Posted by MDW005 (Member # 22706) on :
Haley... I am so sorry for the damage to your ears. I pray this is not permanent damage to your ears. I am not taking any chemical antibiotics at this time, so I do not not think it will be something I will have to suffer with for a long standing period (hopeful). Most all my treaments have been natural. I do not know what GABA receptors mean.
dbpei... I also pray you get your hearing back and your LL NP is correct in the healing with treatment. I have been trying different white noise to help with the ringing, but sometimes the pitch is just to high to ignore. I have not tried a lyme diet. I guess I best check into this diet. Yes, keebler has some wonderful links but, I am not trying to come up with excuses to not read them...I am just not a good reader unless it is simple and conversational...down fall of mine...difficult for me to make meaning. This is why I am searching from everyone who can, to offer a thought for helpful ideas. How does salt make tinnitus worse? I like salt. Thanks for sharing with me.

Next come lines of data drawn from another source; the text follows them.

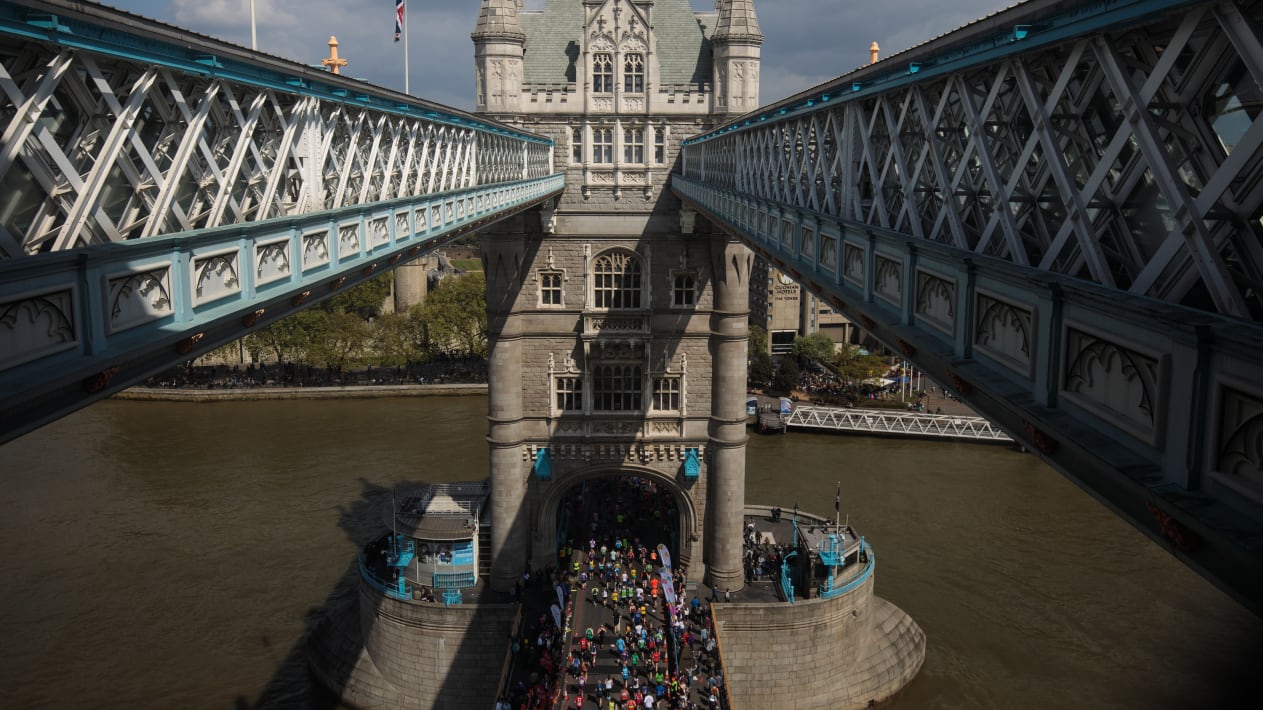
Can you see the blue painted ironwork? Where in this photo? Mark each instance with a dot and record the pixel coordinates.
(543, 465)
(1036, 219)
(692, 465)
(829, 591)
(394, 589)
(454, 580)
(990, 44)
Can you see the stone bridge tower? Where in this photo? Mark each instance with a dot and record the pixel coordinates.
(618, 321)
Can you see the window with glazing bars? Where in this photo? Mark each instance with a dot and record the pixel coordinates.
(683, 289)
(666, 394)
(633, 145)
(550, 288)
(603, 145)
(633, 73)
(616, 388)
(616, 281)
(570, 394)
(603, 72)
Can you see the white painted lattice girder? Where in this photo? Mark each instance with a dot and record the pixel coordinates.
(104, 149)
(902, 423)
(1128, 158)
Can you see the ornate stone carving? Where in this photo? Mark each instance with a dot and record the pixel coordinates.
(272, 262)
(139, 298)
(1004, 331)
(853, 263)
(936, 301)
(316, 249)
(349, 239)
(1118, 382)
(1239, 441)
(215, 277)
(379, 233)
(35, 326)
(888, 279)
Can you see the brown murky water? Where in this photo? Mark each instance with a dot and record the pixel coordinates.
(168, 555)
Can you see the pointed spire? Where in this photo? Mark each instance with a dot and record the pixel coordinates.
(736, 22)
(498, 19)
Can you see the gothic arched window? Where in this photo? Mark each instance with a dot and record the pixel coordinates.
(616, 388)
(616, 279)
(633, 73)
(603, 72)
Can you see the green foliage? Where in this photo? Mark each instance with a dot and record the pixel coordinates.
(787, 375)
(762, 369)
(364, 300)
(455, 316)
(287, 340)
(758, 341)
(341, 342)
(854, 367)
(398, 339)
(816, 346)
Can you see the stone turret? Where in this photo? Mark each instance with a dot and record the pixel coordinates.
(736, 46)
(498, 48)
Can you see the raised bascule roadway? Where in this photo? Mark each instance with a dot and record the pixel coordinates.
(1053, 211)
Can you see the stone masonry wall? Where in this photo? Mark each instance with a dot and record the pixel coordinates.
(827, 653)
(438, 656)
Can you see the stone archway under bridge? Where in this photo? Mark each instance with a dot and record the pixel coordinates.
(654, 507)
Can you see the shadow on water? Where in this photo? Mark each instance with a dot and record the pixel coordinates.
(423, 639)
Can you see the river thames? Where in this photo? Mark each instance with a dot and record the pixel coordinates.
(169, 555)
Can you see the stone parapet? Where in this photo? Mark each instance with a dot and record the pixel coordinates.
(838, 653)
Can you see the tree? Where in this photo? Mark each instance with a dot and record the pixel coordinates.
(398, 339)
(762, 369)
(455, 315)
(364, 300)
(287, 339)
(787, 375)
(341, 344)
(855, 367)
(816, 346)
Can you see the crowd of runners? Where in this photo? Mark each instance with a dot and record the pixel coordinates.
(620, 632)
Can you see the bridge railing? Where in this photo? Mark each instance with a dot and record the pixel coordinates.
(126, 128)
(1029, 211)
(908, 423)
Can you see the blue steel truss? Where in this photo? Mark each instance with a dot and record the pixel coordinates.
(1056, 212)
(163, 192)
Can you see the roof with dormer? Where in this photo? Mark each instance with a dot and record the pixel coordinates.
(498, 19)
(553, 36)
(738, 22)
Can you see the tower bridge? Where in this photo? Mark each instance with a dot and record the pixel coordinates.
(1053, 211)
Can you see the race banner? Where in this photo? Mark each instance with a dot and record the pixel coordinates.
(668, 588)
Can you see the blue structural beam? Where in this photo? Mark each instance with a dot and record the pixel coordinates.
(87, 322)
(1123, 394)
(1055, 212)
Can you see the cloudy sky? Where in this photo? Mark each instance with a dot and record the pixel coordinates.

Posted by dbpei (Member # 33574) on :
Hi MD, Thank you for your prayers. I will also be sending prayers and positive thoughts your way.
I also have a very high pitched ringing in my good ear that compliments the constant low pitched hum in my bad ear. I find it so hard to believe that others cannot hear my symphony going on. I totally understand your desire to make the noise stop.
Salt, for some, makes tinnitus louder and creates a feeling of aural fulness or the feeling of fluid in your ears. This has to do with a problem with the physiology of ear canals and salt affecting various fluids but I cannot explain well because of my own limitations right now.
For months I tried to reduce my salt intake and did not really notice that it helped. Those with Meniere's Disease often notice that reducing salt intake makes a difference. Caffeine, alcohol, MSG, all are known to make tinnitus worse (all to be avoided on Lyme diet too). But like salt, some of these things may not make a difference for you. Spicy food can also make tinnitus worse.
Even a change in air pressure can make a difference. My tinnitus seems to be better at high altitudes but some people feel worse in the mountains. So is very individual.
I hope you get some relief. It sometimes helps to know there is someone else who understands... I can guarantee when you are feeling better in other ways (psychologically, physically, ...) you will not notice your tinnitus as much and it will not be so difficult to cope with. Hang in there.
Posted by MDW005 (Member # 22706) on :
Thank you dbpei, you have been a wonderful help and yes, I will hang in there. I can honestly say psychologically/emotionally, spiritually, I am doing very well. I appreciate all your thought sharing with me. You do make me question my caffeine intake. I sure do enjoy coffee through out my day. Thanks again.